Trusting relationships and a stable daily life balance are identified as core to optimising a positive pregnancy and birth experience (Dahlberg and Aune, 2013). Women value reliable, honest antenatal education that offers realistic expectation for birth outcomes, which relates directly to Antonovsky’s theoretical strand on comprehensibility (Aune et al, 2015). Every antenatal interaction with a woman affords opportunities for education in relation to pregnancy and diabetes, and opportunities to tackle the more personal concerns and anxieties that a woman may have.

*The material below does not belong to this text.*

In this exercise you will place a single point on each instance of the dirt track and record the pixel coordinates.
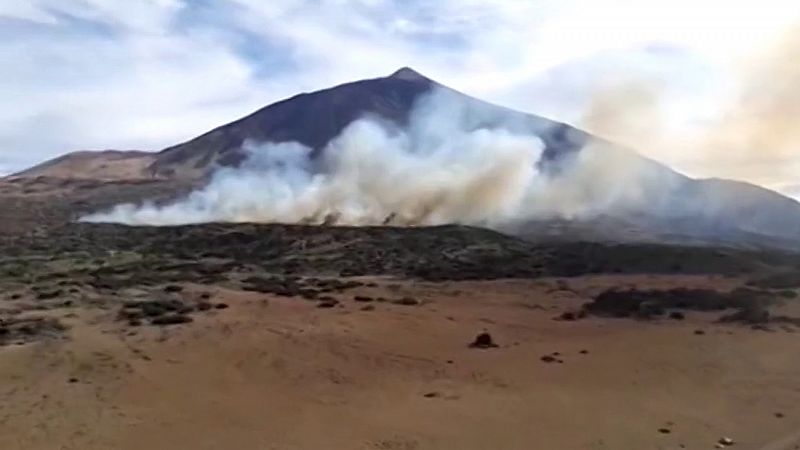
(278, 372)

The use of telemedicine, such as apps and other mobile phone technologies, is an area under current investigation for pregnant women with diabetes. Most young women are technologically proficient, and it is unlikely that they would be intimidated by this form of communication and management (Mackillop et al, 2014). This could offer women opportunities to reduce the number of hospital visits required during pregnancy, which, in turn, may offer more stability at home and increase maternal satisfaction levels (Hirst et al, 2014). Telemedicine allows women to feel a sense of control over their condition at a time when they often feel overwhelmed by the impact that pregnancy has on diabetes.

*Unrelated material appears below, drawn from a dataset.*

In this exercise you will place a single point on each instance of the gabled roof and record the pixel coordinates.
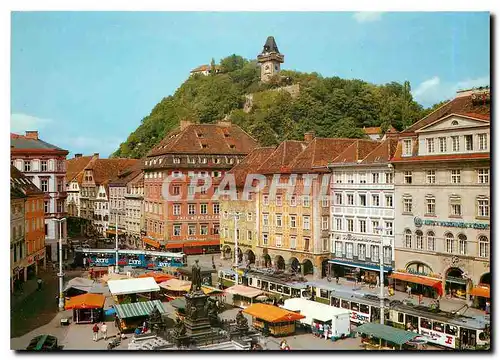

A systematic review by Ming et al (2016) suggests that the current lack of robust evidence for the use of telemedicine for this group of women leaves prediction of true satisfaction unclear, but highlights that it certainly offers no harm. A recent meta-analysis by Xie et al (2020) highlighted the significant lowering of HbA1c levels and maternal/fetal complications when women with gestational diabetes are monitored. DSNs could consider the integration of this technology into practice, and contemplate how community home visiting could be utilised as an alternative to hospital interactions to provide a sense of normality for women and to promote salutogenesis by reducing stress. The recent developments with COVID-19 have reconfigured many antenatal services and significantly increased the degree of telemedicine being utilised. It will be important to review the outcomes in research generated from that challenging period of isolation for pregnant women, to measure the social acceptability of this approach.

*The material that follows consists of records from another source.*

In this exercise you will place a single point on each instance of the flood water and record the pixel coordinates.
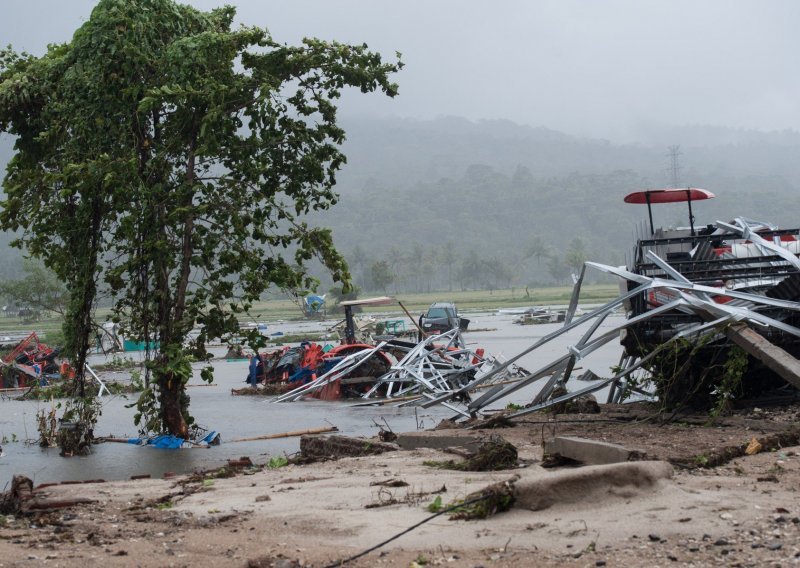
(244, 416)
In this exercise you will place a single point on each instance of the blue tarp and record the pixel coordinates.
(170, 442)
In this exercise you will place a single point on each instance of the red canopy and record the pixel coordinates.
(672, 195)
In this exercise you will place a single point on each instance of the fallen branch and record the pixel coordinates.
(291, 434)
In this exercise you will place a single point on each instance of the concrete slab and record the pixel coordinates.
(437, 441)
(590, 452)
(591, 485)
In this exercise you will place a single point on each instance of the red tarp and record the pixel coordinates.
(672, 195)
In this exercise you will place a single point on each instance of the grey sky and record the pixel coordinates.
(597, 68)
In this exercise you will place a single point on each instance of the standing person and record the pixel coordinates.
(252, 377)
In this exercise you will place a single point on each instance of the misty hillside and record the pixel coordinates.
(443, 201)
(407, 151)
(491, 187)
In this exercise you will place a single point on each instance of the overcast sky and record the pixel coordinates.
(603, 69)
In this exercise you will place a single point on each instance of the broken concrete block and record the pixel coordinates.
(592, 483)
(590, 452)
(437, 441)
(322, 447)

Participative decision-making and negotiation are key elements of supporting women with diabetes, especially recognising the expertise they carry in self-managing their condition. However, an important element of professional support is being able to recognise that, at times, women need release from the full burden of responsibility that having diabetes can bring. Berg and Sparud-Lundin (2009) suggested that, at times, women with diabetes can feel trapped between care professionals, particularly around issues of treatment management, where they feel overly responsible for managing care. DSNs and midwives can sometimes misinterpret or over emphasise the expectation for women to be independent and self-managing at a time when women may feel the need for additional support.
Conclusion
Salutogenesis offers a theoretical framework to consider the factors that can contribute to a woman’s ability to cope during pregnancy and birth. Understanding the individual needs of women with diabetes in pregnancy, and adopting a flexible approach to care, will enhance a woman’s experience during her pregnancy journey. Participative decision-making and concentrating on more positive health elements, rather than focusing on a medicalised agenda, could also help to narrow this gap. DSNs provide a key role in helping women with their transition to motherhood.